14. What are the parallels between the Master’s experiences and Ivan’s? Who are Latunsky, Ariman, and Lavrovich? What accusations do they make against the Master, and what are the consequences?
15. Alcoholism has plagued Russian society for generations, and drunkenness comes up frequently in the novel as an explanation for odd behavior. So why does Rimsky begin to doubt Varenukha’s account of Styopa’s booze-fueled escapade? What else does Rimsky begin to suspect, and what saves him from Varenukha?
16. Why is Matthu Levi tormented? What are his failures, if any? How does he arrive at the scene of the execution, and what does he conspire to do?
17. What do the visitors to apartment Number 50 have in common? How are their plans thwarted by Koroviev and his gang? Do they exercise any control over their destiny?
18. “It can be said with absolute assurance that many women would have given anything to exchange their lot with Margarita Nikolaevna” (p. 235). What kind of life does Margarita lead? How is her existence enviable, and in what ways is it miserable?
19. Why does Margarita decide to trust the stranger she encounters while watching Berlioz’s funeral procession? What sort of bargain is she striking, and does she understand the implications of her actions?
20. Consider the different ways—physical and psychological—in which Azazello’s cream transforms Margarita. What kind of witch is she? What does she do with her newfound powers, and where does she draw the line?
21. When Margarita arrives on Sadovaya, Koroviev compares using the fifth dimension to expand apartment Number 50 to complex but common real estate transactions in Moscow, where apartments couldn’t be owned but could be swapped endlessly to gain space or change location (p. 268). How well-suited are Satan and his retinue to navigating the bizarre Soviet landscape? What is Bulgakov implying by plunking the devil down in Moscow?
22. Why has Margarita been chosen to serve as hostess for Satan’s ball? What responsibilities is she assuming, and what does she think will be her reward? Is it an advantageous trade-off? Is it possible to win when you’re striking a deal with the devil?
23. What is the common thread between the people in attendance at the ball, from the orchestra to the suffering Frieda? What is the purpose of the gathering, and what is Margarita’s role?

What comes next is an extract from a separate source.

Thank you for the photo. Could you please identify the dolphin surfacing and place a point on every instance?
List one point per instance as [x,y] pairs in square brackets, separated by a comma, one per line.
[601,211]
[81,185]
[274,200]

24. What does Margarita ask for her services, and why? How does Woland fulfill these requests? Who is Mogarych, and how did he come to live in the Master’s apartment?
25. What does the chief of secret police reveal to Pilate about Yehuda of Kerioth, and what does Pilate reveal to him? What are Pilate’s orders, and why is he so concerned with this matter? Does Aphranius succeed?
26. Why does Pilate want to meet Matthu Levi, and how does his conversation with Yeshua’s disciple compare to the one he’d had with Yeshua? What are the power dynamics of this meeting? What does Pilate offer Matthu Levi, and why?
27. Why does Matthu Levi come to see Woland, and what do these two think of each other? Who decides the Master’s fate? What is Woland’s solution and why is it “so much better” than the alternatives, as Margarita suggests? What statement is Bulgakov making about the possibilities of creative life in Soviet Russia?
28. Where does Woland take Master and Margarita, and why? What does he offer the Master? Why are the paths different, and is one better than the other?
29. What does the investigating committee conclude about the odd events that took place in Moscow during Woland’s visit? What becomes of the people who encountered him? What becomes of the poet Homeless?